Monday, March 29, 2010

The case for a very extended recovery

John Mauldin, in this week's Thoughts from the Frontline, rationalizes his impression that recovery, in the US and around the world, will be a long time comin'. Guambat finds it pretty convincing, not the least because he puts the bigger picture in the context of the "fingers of instability" lesson he explained to us years ago.

He relates that theory of order in chaos to Minsky's observation that stability leads to instability, with the corollary that the longer the period of stability, the greater the degree of instability.

He then places those notions up against some economic data, namely, a "60 year debt supercycle", illustrated by this chart (which Guambat doesn't dispute but notes that a very quick google-search to find other such charts was not corroborative):


Finally, he brings in Professors Ken Rogoff and Carmen Reinhart, authors of This Time It's Different, to make the point that we've only begun a recovery process; the return to some form of normalcy is way off, maybe another decade.
We borrowed (and not just in the US) like there was no tomorrow. And because we wereso convinced that all this debt was safe, we leveraged up, borrowing at first 3 and then 5 and then 10 and then as much as 30 times the actual money we had. And we convinced the regulators that it was a good thing. The longer things remained stable, the more convinced we became they would remain that way.

this time is really different from all the other crises we have gone through since the Great Depression

every debt crisis always ends this way, with the debt having to be paid down or written off or defaulted upon. That part is never different. One way or another, we reduce the debt. And that is a painful process. It means that the economy grows much slower, if at all, during the process.

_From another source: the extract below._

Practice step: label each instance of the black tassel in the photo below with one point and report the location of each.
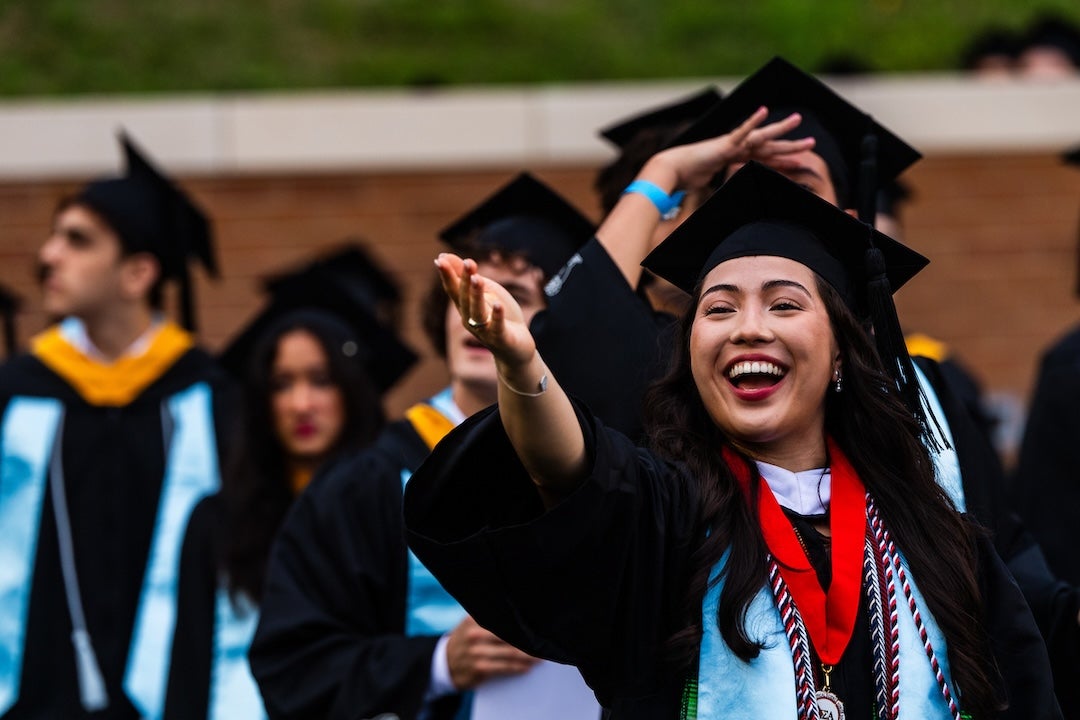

If it were not for the fact that we are coming to the closing innings of the debt supercycle, we would already be in a robust recovery. But we are not. And sadly, we have a long way to go with this deleveraging process. It will take years.

You can't borrow your way out of a debt crisis, whether you are a family or a nation.

We built a very unstable sandpile and it came crashing down and now we have to dig out from the problem. And the problem was too much debt.

And here's where I have to deliver the bad news. It seems we did not learn the lessons of this crisis very well. First, we have not fixed the problems that made the crisis so severe. We have not regulated credit default swaps, for instance.

And this next time, we won't be able to fight the recession with even greater debt and lower interest rates, as we did this last time. Rates are as low as they can go, and this week the bond market is showing that it does not like the massive borrowing the US is engaged in.
Guambat has pared down his list of subscriptions to this last one, but not only because Mauldin's Frontline Thoughts is a free one. It is interesting. Not always agreeable, not always rewarding, but usually interesting enough. (You can subscribe yourself here: http://www.frontlinethoughts.com/learnmore.)

For instance, in his fingers of stability discussion, he mentions the "power law", with its impact on critical mass.
Going back to the sandpile game, you find that as you double the number of grains of sand involved in an avalanche, the likelihood of an avalanche is 2.14 times as unlikely. We find something similar in earthquakes. In terms of energy, the data indicate that earthquakes simply become four times less likely each time you double the energy they release. Mathematicians refer to this as a "power law," or a special mathematical pattern that stands out in contrast to the overall complexity of the earthquake process.
Guambat wonders if there are any implications in that idea to suggest that the market lows we saw back in early 2009 released sufficient "energy" or stress from the system that they will mark the lows for this cycle? He hopes Mr. Mauldin might provide his own conjecture.